There is
beer
and beer. In our country, too, unfortunately-beyond the Italian brands.
and homegrown craft beers.
– happen to cross drinks with additives and ”alien
alien sugars
‘
. Keep an eye out for labels.
Italian beer, the rules to guard quality
The Italian beer law is undoubtedly the strictest, among the industry regulations in different countries. (1) Both in Europe and internationally. In fact, Italy is the only country to have prescribed stringent quality requirements, which are expressed in terms of Plato grade.
The Plato degree is a saccharometric index and expresses the amount of dry matter, i.e., the value of a beverage that-other than dry matter-is essentially composed of water and alcohol. Beers brewed in Italy can be marketed in our country under the appropriate legal names, subject to the following conditions:
-‘non-alcoholic beer‘, degree Plato 3-8, alcohol content
<
1,2%.
-‘Lightbeer’ or ‘light beer,’ Plato 5-10.5, alcohol 1.2%-3.5%.
-‘beer‘, Plato >10.5, alc. >3.5%,
-‘special beer‘, Plato
>
12,5,
-‘double malt beer‘, Plato
>
14,5.
The ‘
craft beer
‘ in turn is only that ‘produced by small independent breweries and not subjected, during the production phase, to pasteurization and microfiltration processes.’ (2)
Beers, additive issue and alien sugars
The designation ‘beer,’ in Italy, ‘shall be reserved for the product obtained by the alcoholic fermentation with strains of saccharomyces carlsbergensis or saccharomyces cerevisiae of a wort prepared from malt, whether or not roasted, of barley or wheat or mixtures thereof and water, bittered with hops or their derivatives or both.’ (3)
Italian legislation
however
, over the years, has had to give way to European imperatives related to the ‘
free movement of goods
‘. Quality requirements cannot therefore be demanded on ‘low cost’ imported beverages, for example.
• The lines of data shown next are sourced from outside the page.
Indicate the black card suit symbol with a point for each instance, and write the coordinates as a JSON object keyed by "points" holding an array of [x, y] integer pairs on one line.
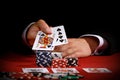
{"points": [[60, 36], [42, 34], [49, 46], [57, 39], [59, 33], [61, 40], [58, 29]]}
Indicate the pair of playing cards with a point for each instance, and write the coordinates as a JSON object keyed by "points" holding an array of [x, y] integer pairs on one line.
{"points": [[45, 41]]}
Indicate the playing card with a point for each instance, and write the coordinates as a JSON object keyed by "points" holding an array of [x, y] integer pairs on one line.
{"points": [[97, 70], [60, 36], [43, 41], [56, 55], [65, 70], [42, 70]]}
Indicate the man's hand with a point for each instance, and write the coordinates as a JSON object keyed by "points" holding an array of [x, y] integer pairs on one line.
{"points": [[78, 47]]}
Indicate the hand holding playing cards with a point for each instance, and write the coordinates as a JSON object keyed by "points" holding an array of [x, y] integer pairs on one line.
{"points": [[40, 25], [75, 47]]}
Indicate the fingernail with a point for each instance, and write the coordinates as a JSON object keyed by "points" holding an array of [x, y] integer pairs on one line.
{"points": [[48, 30]]}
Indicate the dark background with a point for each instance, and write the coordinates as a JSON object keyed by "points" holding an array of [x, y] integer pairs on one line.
{"points": [[77, 20]]}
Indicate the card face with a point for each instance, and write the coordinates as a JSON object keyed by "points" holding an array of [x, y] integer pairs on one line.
{"points": [[43, 41], [97, 70], [42, 70], [60, 36], [49, 41], [65, 70]]}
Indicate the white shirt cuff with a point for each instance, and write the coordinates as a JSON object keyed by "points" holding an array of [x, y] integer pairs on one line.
{"points": [[24, 34], [102, 44]]}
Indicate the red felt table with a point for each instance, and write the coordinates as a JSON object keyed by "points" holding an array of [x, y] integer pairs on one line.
{"points": [[14, 62]]}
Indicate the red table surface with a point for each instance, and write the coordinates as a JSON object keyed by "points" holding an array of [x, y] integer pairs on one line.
{"points": [[14, 62]]}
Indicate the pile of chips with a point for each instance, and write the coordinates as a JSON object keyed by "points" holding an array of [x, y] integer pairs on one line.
{"points": [[38, 76], [54, 60]]}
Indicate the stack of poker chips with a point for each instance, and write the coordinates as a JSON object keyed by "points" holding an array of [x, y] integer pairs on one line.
{"points": [[54, 60]]}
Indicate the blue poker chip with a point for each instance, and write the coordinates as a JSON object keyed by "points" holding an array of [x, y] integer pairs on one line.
{"points": [[43, 58]]}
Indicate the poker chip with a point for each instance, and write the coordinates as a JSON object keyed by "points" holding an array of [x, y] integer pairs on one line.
{"points": [[43, 58], [59, 63]]}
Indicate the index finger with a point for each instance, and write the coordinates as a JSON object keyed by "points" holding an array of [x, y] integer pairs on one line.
{"points": [[43, 26]]}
And even worse, even in Italy now:
-is ‘allowed to use roasted malt extracts and the food additives,’ and
-‘barley or wheat malt may be substituted with other cereals, whether broken or ground or in the form of flakes, as well as with starchy and sugary raw materials to the maximum extent of 40 percent calculated on the dry extract of the must‘. (4)
Food additives-such as thickeners and antioxidants-are thus commonly used to correct the inherent vices of poor quality beverages. Especially those coming from far away, from Central America in particular (e.g., Corona).
Alien sugars are also employed in Italy, however, on the drinks of international giants (e.g., Tuborg). In a financial logic of erosion of the already minimal production costs on a beverage that, it is reiterated, is essentially composed of drinking water. (5)
Glucose syrup used in beer, for example, is the least noble part of the cornstarch hydrolysis process. It costs considerably less than barley malt and reduces process costs because the syrup does not require cooking. (6)
Authentic beers, how to choose
Assobirra and
Brewers of Europe
– the associations representing producers, in Italy and in the EU – have long made a voluntary commitment to list ingredients on labels. Although it is by no means easy to consult such news on the Web.
The ingredients list
however, it should be noted, to date is not mandatory for the generality of alcoholic beverages
. And indeed it is well concealed, on the wines in particular.
ConsumAtors are in any case recommended to consult the ingredient list of cervogia on the shelf. And when you read ‘glucose syrup,’ rather than the category and abbreviation or name of an additive, choose another product instead. Drink less, drink better.
Dario Dongo
Notes
(1) See Law 1354/1962 and subsequent amendments (intervened by Laws 329/74, 556/76, 141/89, 489/92, 52/96, Presidential Decree 272/98, Legislative Decree 507/99)
(2) ‘It is understood to mean
small independent brewery
a brewery that is legally and economically independent of any other brewery, that uses facilities physically distinct from those of any other brewery, that does not operate under a license to use the intangible property rights of others, and whose annual production does not exceed 200,000 hectoliters, including in this quantity the quantities of beer produced for third parties‘. See Law 154/16
(3) See Law 1354/62, Article 1 (as replaced by Presidential Decree 272/98). A standard that is, on closer inspection, outdated compared to the variety of strains actually used in quality brewing
(4) Idem c.s., paras. 3 and 4
(5) Some producers try to justify the use of glucose syrup under the guise of preventing the most common risks associated with the use of corn (mycotoxin contamination and, on imported grain, GMOs). However, these risks can be mitigated without any need to distort the recipe
(6) Savings between barley malt and corn syrup are bordering on 100€/ton at this time (following a very bad barley harvest in 2018). Note well that to produce 100 liters of beer requires 15-18 kg between malt and corn. And the latter still cannot exceed 40 percent of the total
Dario Dongo, lawyer and journalist, PhD in international food law, founder of WIISE (FARE - GIFT - Food Times) and Égalité.